A Catholic bishop in Texas slammed former Secretary of State Hillary Clinton on Twitter over a comment she made appearing to compare the abortion debate in the United States to rapes committed by soldiers in Russia’s war with Ukraine and Taliban rule.
‘Please, please don’t listen to this evil woman,’ Bishop Joseph Strickland of the Diocese of Tyler, Texas, tweeted on Friday. ‘Her lies and immorality need to be silenced for the good of humanity.’
Strickland’s post was accompanied by an article highlighting comments made by the former Democratic presidential candidate at the Clinton Presidential Center’s summit on women’s rights, where she was asked by interviewer Christiane Amanpour about a past statement she made that women’s rights were ‘unfinished business.’

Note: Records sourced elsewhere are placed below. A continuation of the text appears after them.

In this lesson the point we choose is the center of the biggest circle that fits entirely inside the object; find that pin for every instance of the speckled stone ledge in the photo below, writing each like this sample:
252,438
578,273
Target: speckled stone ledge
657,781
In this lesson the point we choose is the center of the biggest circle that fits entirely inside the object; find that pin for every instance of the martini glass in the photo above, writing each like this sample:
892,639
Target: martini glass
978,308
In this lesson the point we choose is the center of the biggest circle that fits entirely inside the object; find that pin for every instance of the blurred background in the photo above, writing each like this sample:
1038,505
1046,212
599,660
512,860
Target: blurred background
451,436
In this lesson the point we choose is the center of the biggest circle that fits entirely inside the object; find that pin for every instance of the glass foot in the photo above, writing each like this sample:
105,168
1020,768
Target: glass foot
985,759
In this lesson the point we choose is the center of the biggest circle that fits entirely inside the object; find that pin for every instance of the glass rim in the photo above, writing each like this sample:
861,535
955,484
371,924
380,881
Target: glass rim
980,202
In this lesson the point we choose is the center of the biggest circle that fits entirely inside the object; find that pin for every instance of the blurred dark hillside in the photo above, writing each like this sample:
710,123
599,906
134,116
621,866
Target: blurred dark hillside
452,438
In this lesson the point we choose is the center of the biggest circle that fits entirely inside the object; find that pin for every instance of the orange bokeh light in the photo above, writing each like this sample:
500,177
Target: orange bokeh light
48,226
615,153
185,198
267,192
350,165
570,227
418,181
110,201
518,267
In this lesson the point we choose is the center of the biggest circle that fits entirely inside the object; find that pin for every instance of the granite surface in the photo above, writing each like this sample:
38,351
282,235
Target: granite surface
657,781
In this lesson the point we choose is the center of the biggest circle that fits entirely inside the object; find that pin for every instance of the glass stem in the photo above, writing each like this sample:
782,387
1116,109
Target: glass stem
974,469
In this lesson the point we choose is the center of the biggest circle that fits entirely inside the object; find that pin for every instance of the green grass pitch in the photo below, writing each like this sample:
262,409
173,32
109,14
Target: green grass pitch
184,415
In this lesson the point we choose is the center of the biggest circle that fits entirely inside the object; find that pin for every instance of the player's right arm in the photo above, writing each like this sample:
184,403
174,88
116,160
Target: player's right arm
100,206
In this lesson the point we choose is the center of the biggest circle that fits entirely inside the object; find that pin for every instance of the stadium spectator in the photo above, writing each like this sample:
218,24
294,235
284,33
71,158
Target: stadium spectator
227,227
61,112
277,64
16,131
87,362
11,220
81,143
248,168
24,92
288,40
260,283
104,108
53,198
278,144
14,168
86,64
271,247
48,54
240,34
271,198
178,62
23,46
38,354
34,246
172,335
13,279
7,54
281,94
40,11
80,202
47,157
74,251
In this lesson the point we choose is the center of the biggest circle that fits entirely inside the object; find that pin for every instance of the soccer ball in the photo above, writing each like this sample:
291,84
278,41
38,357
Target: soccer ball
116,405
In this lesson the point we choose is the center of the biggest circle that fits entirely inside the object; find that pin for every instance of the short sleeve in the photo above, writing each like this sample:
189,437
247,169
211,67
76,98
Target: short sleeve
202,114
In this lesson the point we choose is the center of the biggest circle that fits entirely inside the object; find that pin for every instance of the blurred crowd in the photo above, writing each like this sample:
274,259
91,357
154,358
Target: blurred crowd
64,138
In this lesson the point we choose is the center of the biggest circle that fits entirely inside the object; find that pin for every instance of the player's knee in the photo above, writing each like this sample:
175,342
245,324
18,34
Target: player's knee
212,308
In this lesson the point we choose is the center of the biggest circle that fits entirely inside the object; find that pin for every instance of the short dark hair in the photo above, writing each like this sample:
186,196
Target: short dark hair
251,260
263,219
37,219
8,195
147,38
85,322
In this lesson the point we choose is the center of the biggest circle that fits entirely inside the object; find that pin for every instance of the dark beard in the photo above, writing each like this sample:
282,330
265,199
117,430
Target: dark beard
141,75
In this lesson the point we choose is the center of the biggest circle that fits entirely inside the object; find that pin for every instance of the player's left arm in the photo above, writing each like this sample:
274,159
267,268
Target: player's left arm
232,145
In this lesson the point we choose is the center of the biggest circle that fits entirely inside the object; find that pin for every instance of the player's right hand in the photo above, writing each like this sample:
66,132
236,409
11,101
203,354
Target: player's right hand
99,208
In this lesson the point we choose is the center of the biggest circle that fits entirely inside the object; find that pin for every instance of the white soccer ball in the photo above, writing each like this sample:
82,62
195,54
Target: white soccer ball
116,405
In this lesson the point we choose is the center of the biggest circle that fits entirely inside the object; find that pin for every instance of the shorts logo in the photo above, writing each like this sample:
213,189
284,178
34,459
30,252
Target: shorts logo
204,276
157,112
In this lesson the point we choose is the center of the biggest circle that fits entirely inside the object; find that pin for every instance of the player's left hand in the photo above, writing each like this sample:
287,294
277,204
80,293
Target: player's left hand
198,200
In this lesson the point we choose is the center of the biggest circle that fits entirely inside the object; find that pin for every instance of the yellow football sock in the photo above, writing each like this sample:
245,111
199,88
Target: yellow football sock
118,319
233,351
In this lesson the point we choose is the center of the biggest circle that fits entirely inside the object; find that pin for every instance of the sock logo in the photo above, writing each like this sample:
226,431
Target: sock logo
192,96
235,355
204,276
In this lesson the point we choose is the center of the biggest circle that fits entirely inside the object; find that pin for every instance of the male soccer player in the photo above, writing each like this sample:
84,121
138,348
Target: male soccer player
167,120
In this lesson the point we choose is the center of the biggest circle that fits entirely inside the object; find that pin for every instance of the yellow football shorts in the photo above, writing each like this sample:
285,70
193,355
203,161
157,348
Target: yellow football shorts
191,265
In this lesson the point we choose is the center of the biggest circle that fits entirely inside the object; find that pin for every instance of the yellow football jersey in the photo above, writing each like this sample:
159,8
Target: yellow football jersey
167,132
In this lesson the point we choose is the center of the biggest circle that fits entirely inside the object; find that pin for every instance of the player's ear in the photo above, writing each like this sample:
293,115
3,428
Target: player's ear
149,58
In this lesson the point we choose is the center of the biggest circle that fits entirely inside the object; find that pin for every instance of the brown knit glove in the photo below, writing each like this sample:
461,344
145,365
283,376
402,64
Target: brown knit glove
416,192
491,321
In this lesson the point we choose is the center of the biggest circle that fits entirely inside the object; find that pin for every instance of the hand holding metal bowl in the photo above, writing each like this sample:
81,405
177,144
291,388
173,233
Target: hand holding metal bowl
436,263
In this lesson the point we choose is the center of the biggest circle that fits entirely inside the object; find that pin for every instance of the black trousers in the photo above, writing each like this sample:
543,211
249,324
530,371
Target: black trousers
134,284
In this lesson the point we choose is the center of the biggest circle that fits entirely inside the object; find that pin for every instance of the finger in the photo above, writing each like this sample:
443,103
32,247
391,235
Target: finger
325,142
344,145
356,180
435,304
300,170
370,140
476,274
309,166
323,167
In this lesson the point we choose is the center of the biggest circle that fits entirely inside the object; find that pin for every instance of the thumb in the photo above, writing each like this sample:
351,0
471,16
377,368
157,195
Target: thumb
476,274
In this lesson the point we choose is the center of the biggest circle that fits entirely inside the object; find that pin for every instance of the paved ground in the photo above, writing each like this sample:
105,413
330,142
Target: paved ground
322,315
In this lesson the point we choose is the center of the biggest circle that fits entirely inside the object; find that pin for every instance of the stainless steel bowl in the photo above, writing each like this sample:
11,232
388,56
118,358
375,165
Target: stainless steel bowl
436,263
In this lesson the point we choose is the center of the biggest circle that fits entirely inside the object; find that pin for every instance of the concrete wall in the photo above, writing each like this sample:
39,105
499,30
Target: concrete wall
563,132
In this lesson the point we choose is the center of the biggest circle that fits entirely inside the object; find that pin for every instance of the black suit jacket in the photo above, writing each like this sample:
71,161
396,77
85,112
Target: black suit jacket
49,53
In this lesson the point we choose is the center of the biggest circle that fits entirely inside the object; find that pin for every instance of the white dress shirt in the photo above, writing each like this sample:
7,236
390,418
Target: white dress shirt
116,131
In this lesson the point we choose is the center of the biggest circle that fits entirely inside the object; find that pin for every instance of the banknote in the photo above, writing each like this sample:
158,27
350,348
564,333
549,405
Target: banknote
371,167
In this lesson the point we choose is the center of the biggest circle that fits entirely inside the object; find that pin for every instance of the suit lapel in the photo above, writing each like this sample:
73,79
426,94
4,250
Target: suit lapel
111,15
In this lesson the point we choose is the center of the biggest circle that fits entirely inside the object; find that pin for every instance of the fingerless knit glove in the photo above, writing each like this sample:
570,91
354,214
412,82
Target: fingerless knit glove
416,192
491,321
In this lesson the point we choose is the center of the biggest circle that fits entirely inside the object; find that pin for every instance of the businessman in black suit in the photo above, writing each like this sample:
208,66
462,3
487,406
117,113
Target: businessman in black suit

‘We have come a long way since I made that statement, back in 1995, on so many fronts,’ Clinton responded. ‘But we are also in a period of time where there is a lot of pushback and much of the progress that has been, I think, taken for granted by too many people is under attack.’
‘Literally under attack, in places like Iran or Afghanistan or Ukraine, where rape is a tactic of war, or under attack by political and cultural forces in a country like our own, when it comes to women’s health care and bodily autonomy.’
Representatives for Clinton did not immediately respond to a request for comment from Fox News Digital.
Clinton also used the abortion debate to invoke the suffering of women in Sudan while speaking at the summit.
‘It’s so shocking to think that in any way we’re related to poor Afghanistan and Sudan,’ Clinton said. ‘But as an advanced economy, as we allegedly are, on this measure, we unfortunately are rightly put with them.’
Sudan’s Islamist state bans abortion except for when a woman was raped or her life is in danger. Afghanistan’s Islamist state bans abortion except for when the mother’s life in danger.
Following the reversal of Roe v. Wade earlier this year, states across the U.S. are allowed to impose their own rules on abortion, and while some have put in place sharp limits on abortion, many others allow abortion up through the final weeks of pregnancy. Clinton suggested limits on abortion are undemocratic.
‘This struggle is between autocracy and democracy, from our country to places we can’t even believe we’re being compared to,’ Clinton said.
Clinton spoke about abortion in another appearance this week with The 19th, a nonprofit newsgroup that focuses on women’s issues.
‘I really, truly believe that when women are denied their basic rights anywhere, it gives heart to those who want to take away rights somewhere else,’ Clinton said in the interview.